Streetwear is a phenomenon that has been steadily gaining ground in the world of high fashion through collaborations, social media and the prominence of street style. Commanding huge audiences despite its (often exorbitant) price tags, the genre that birthed the ugly shoe trend, gave new life to previously ‘sporty’ brands like Fila and Reebok and galvanised an entire generation of ‘hypebeasts’, seems unstoppable.
But for all its coverage and cult status (never forget Louis Vuitton x Supreme), it feels like this branch of fashion is undergoing a necessary shift. Last week, a number of commentators were posing questions of whether Vetements — the arguable godfather of streetwear as we know it today — was over? Was there still a viable market for it? Making headlines for charging over $1000USD for their re-worked Levis and cigarette-lighter heels, it was a brand that could create hype from nothing and people were apparently ready to buy into its subversive message en mass. But with its founder Demna Gvasalia now the artistic director at high-end fashion house, Balenciaga, his disruptive ideals can now be played out on a couture stage — and the fashion crowd of now are responding.

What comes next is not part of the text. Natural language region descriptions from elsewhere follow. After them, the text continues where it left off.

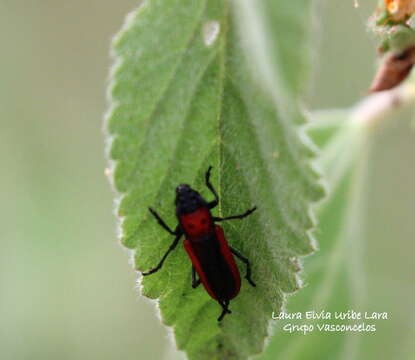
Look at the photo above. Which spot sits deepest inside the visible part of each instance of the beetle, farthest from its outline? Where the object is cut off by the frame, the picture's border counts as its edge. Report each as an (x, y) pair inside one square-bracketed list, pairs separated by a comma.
[(205, 243)]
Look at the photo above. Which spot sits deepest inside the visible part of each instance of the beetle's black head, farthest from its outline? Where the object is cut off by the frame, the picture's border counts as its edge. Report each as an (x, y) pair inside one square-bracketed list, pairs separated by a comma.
[(187, 200)]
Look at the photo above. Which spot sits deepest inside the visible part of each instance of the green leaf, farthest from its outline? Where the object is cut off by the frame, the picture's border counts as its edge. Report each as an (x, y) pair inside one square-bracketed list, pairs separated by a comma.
[(189, 90), (334, 273)]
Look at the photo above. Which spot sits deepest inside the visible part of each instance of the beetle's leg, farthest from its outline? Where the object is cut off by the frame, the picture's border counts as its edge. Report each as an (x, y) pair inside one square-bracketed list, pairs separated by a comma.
[(215, 202), (244, 215), (162, 223), (195, 283), (248, 265), (170, 249), (225, 309)]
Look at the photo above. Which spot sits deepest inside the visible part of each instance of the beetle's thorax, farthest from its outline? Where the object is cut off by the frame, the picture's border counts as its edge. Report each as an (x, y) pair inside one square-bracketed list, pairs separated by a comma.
[(187, 200), (192, 212)]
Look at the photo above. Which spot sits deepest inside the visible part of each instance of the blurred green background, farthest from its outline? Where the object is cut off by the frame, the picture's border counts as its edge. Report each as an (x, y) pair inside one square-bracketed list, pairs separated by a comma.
[(67, 290)]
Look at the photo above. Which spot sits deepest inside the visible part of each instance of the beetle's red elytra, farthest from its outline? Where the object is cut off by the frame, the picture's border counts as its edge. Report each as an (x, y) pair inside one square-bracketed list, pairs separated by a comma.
[(205, 243)]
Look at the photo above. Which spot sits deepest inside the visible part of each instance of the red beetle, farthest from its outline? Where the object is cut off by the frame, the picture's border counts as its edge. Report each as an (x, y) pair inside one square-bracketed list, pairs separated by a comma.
[(205, 243)]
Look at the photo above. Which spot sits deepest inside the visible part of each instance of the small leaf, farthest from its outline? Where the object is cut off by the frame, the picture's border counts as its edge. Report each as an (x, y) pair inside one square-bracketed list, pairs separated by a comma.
[(185, 95)]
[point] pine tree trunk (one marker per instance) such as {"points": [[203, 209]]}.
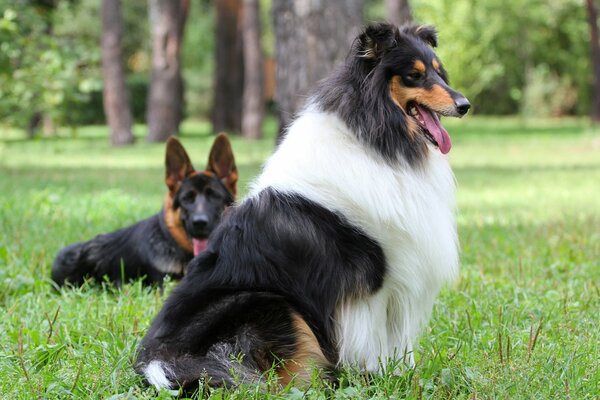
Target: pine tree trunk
{"points": [[398, 12], [253, 99], [595, 47], [229, 71], [165, 100], [116, 96], [310, 38]]}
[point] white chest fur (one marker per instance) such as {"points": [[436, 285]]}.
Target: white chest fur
{"points": [[410, 212]]}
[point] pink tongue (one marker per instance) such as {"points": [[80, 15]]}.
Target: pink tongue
{"points": [[199, 245], [433, 125]]}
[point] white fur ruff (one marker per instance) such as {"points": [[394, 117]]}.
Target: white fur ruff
{"points": [[156, 374], [408, 211]]}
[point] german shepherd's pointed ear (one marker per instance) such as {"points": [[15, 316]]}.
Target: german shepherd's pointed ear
{"points": [[177, 164], [222, 163], [375, 40], [426, 33]]}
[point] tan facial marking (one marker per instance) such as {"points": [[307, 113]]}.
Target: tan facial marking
{"points": [[173, 222], [401, 97], [436, 98], [419, 66]]}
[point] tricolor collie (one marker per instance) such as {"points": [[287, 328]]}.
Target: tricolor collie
{"points": [[164, 243], [337, 254]]}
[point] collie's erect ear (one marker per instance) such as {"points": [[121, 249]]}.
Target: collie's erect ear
{"points": [[426, 33], [177, 164], [375, 40], [222, 163]]}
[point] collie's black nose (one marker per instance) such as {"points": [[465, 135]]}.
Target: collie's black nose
{"points": [[462, 105]]}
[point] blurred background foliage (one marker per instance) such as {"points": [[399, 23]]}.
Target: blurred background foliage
{"points": [[528, 57]]}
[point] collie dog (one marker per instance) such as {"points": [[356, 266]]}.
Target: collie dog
{"points": [[337, 254]]}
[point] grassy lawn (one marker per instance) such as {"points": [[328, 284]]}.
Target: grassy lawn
{"points": [[521, 322]]}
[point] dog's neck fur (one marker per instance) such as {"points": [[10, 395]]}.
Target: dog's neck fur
{"points": [[172, 222]]}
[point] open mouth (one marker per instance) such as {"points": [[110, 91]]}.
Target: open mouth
{"points": [[431, 125]]}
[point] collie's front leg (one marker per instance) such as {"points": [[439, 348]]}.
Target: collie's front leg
{"points": [[362, 333]]}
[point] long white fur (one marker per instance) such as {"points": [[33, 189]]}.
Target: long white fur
{"points": [[156, 374], [409, 211]]}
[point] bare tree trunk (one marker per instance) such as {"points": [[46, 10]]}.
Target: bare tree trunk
{"points": [[229, 71], [116, 97], [595, 44], [398, 12], [165, 100], [311, 37], [253, 100]]}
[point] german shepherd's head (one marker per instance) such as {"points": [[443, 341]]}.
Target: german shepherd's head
{"points": [[196, 199]]}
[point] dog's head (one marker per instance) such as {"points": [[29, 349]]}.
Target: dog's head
{"points": [[196, 199], [402, 62]]}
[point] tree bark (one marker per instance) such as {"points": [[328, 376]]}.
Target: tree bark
{"points": [[229, 71], [595, 50], [116, 96], [398, 12], [310, 38], [165, 100], [253, 99]]}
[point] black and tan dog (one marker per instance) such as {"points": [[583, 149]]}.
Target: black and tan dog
{"points": [[164, 243]]}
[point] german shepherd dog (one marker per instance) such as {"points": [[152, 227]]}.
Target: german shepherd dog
{"points": [[337, 254], [164, 243]]}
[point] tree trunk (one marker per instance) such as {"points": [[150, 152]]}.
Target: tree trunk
{"points": [[229, 71], [116, 97], [595, 44], [253, 99], [398, 12], [310, 38], [165, 100]]}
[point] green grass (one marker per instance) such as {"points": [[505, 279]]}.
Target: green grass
{"points": [[521, 322]]}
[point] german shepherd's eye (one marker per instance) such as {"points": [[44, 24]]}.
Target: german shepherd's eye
{"points": [[210, 192], [188, 197]]}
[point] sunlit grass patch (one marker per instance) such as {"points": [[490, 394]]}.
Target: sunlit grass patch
{"points": [[521, 321]]}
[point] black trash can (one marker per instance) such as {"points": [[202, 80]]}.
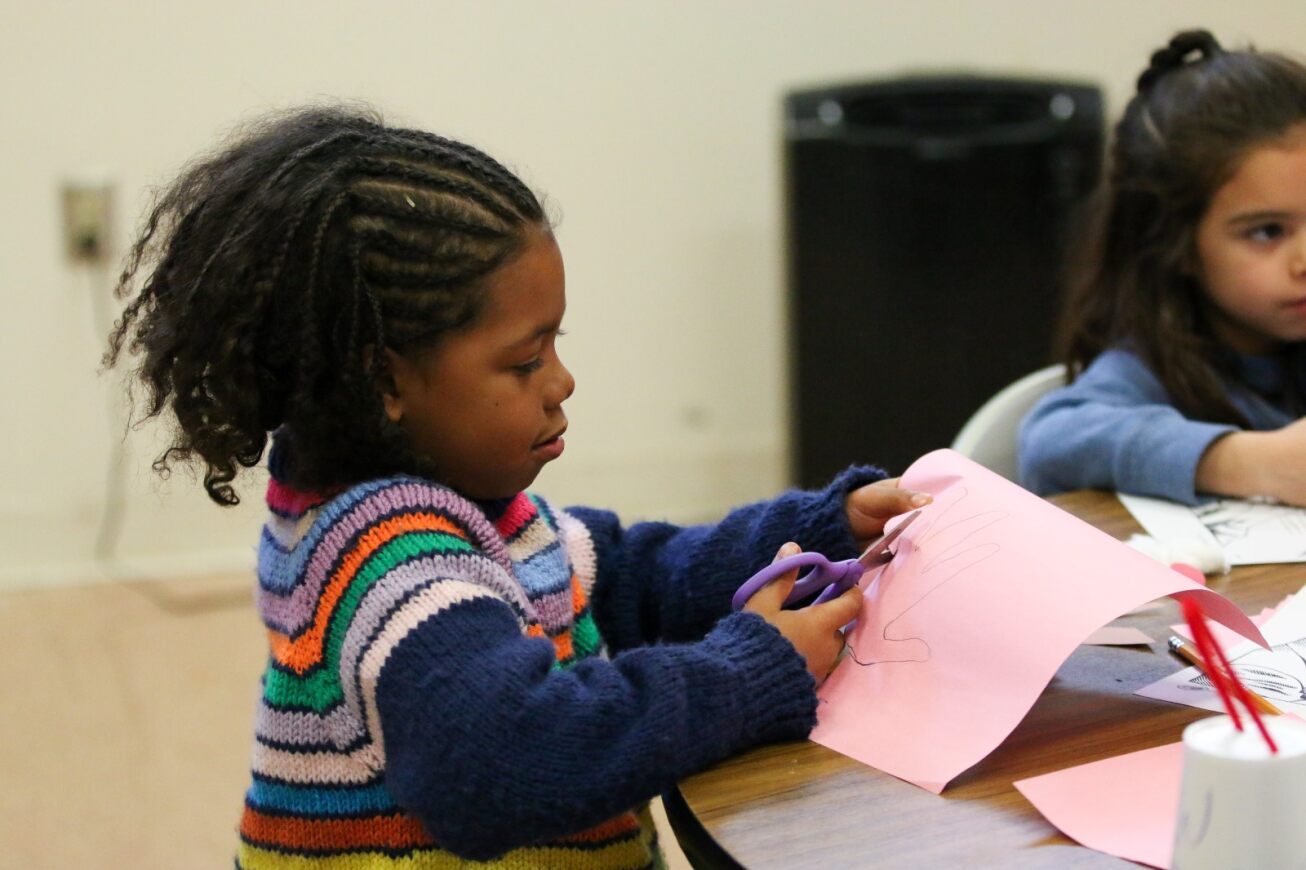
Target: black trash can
{"points": [[926, 224]]}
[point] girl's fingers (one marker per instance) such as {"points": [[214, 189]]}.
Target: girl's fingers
{"points": [[839, 612], [870, 506], [772, 596]]}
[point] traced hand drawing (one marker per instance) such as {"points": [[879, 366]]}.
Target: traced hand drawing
{"points": [[1232, 521], [948, 540], [1270, 682]]}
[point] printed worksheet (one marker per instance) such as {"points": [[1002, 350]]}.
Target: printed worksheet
{"points": [[1247, 532], [1277, 674]]}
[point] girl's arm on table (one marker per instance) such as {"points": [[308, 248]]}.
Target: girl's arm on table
{"points": [[493, 747], [661, 581]]}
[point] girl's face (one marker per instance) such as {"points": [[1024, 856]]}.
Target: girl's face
{"points": [[485, 405], [1251, 248]]}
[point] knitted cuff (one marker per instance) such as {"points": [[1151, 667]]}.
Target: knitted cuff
{"points": [[780, 700], [826, 528]]}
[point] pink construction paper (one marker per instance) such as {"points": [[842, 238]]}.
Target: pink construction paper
{"points": [[1126, 806], [1225, 638], [990, 591]]}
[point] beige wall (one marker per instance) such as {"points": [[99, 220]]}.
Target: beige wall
{"points": [[653, 128]]}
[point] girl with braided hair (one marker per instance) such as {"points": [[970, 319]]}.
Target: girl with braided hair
{"points": [[457, 669], [1185, 329]]}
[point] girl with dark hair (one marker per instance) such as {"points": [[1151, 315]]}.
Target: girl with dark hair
{"points": [[457, 669], [1183, 332]]}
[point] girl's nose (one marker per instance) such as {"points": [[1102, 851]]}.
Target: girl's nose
{"points": [[562, 386], [1297, 265], [1297, 256]]}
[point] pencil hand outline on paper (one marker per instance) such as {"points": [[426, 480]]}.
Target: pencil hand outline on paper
{"points": [[944, 546]]}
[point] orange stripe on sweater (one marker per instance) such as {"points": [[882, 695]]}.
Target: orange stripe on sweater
{"points": [[392, 831], [306, 651], [579, 601], [562, 645], [609, 830]]}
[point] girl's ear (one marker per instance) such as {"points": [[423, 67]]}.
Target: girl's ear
{"points": [[388, 386]]}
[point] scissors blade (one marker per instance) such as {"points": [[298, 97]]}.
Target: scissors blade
{"points": [[878, 551]]}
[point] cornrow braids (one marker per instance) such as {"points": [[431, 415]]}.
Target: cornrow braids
{"points": [[268, 277], [1198, 111]]}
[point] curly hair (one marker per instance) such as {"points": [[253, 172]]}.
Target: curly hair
{"points": [[268, 276], [1196, 112]]}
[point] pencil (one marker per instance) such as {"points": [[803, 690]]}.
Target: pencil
{"points": [[1186, 651]]}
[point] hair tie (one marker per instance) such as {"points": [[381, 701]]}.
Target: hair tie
{"points": [[1177, 54]]}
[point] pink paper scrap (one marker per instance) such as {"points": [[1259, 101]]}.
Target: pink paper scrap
{"points": [[989, 593]]}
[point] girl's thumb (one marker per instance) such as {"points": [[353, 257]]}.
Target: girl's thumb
{"points": [[772, 596], [841, 610]]}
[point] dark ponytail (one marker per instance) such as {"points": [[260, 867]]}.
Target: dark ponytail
{"points": [[1198, 111]]}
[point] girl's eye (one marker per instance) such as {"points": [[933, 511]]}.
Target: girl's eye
{"points": [[1266, 233]]}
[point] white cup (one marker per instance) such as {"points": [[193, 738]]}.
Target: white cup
{"points": [[1240, 805]]}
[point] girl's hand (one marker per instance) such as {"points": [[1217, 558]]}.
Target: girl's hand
{"points": [[1246, 464], [870, 506], [815, 630]]}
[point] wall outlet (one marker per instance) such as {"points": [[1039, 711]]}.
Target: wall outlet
{"points": [[88, 210]]}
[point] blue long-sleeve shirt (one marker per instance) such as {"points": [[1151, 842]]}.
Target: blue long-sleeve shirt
{"points": [[1117, 429]]}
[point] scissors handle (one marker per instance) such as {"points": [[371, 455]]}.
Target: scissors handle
{"points": [[835, 578]]}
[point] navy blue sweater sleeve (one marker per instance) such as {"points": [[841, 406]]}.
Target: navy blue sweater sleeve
{"points": [[516, 751], [660, 581]]}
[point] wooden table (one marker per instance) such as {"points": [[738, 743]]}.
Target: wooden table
{"points": [[802, 805]]}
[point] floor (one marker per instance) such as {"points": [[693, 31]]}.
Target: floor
{"points": [[126, 728]]}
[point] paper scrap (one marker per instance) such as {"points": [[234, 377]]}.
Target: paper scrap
{"points": [[991, 589], [1126, 806], [1118, 636]]}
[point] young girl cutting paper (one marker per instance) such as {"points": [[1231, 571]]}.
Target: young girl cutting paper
{"points": [[457, 669], [1185, 332]]}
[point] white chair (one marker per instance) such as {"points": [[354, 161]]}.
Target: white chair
{"points": [[989, 436]]}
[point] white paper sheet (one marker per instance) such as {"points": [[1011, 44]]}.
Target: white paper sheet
{"points": [[1277, 674], [1246, 532]]}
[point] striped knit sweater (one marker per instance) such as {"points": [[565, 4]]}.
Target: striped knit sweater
{"points": [[511, 683]]}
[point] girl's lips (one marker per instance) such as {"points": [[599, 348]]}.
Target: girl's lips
{"points": [[550, 450]]}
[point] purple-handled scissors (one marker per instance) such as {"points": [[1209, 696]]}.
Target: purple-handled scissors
{"points": [[831, 578]]}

So the question becomes — is it necessary for streetwear brands to evolve into luxury in order to find a viable place in today’s market? This week, Gosha Rubchinskiy the Russian streetwear label announced they would cease making collections, stipulating that something ‘new’ was on the horizon; Virgil Abloh, famed for his label, Off-White, that was rooted in streetwear and offered an ironic take on garment construction was last week announced as the new artistic director for menswear at Louis Vuitton; and even the simple fact that sneakers have been one of the largest selling points for luxury brands over the last few seasons (think Gucci’s Ace sneakers, Christian Dior’s sneakers and Louis Vuitton’s Archlight sneakers) points to the eventual folding of streetwear into luxury.
With the new aesthetic on the streets of fashion week calling for a seamless mix of glamour and grunge, it’s clear that the reign of streetwear as autonomous and subversive is over. It has been inducted into the halls of high fashion, and for now, that’s where it will remain.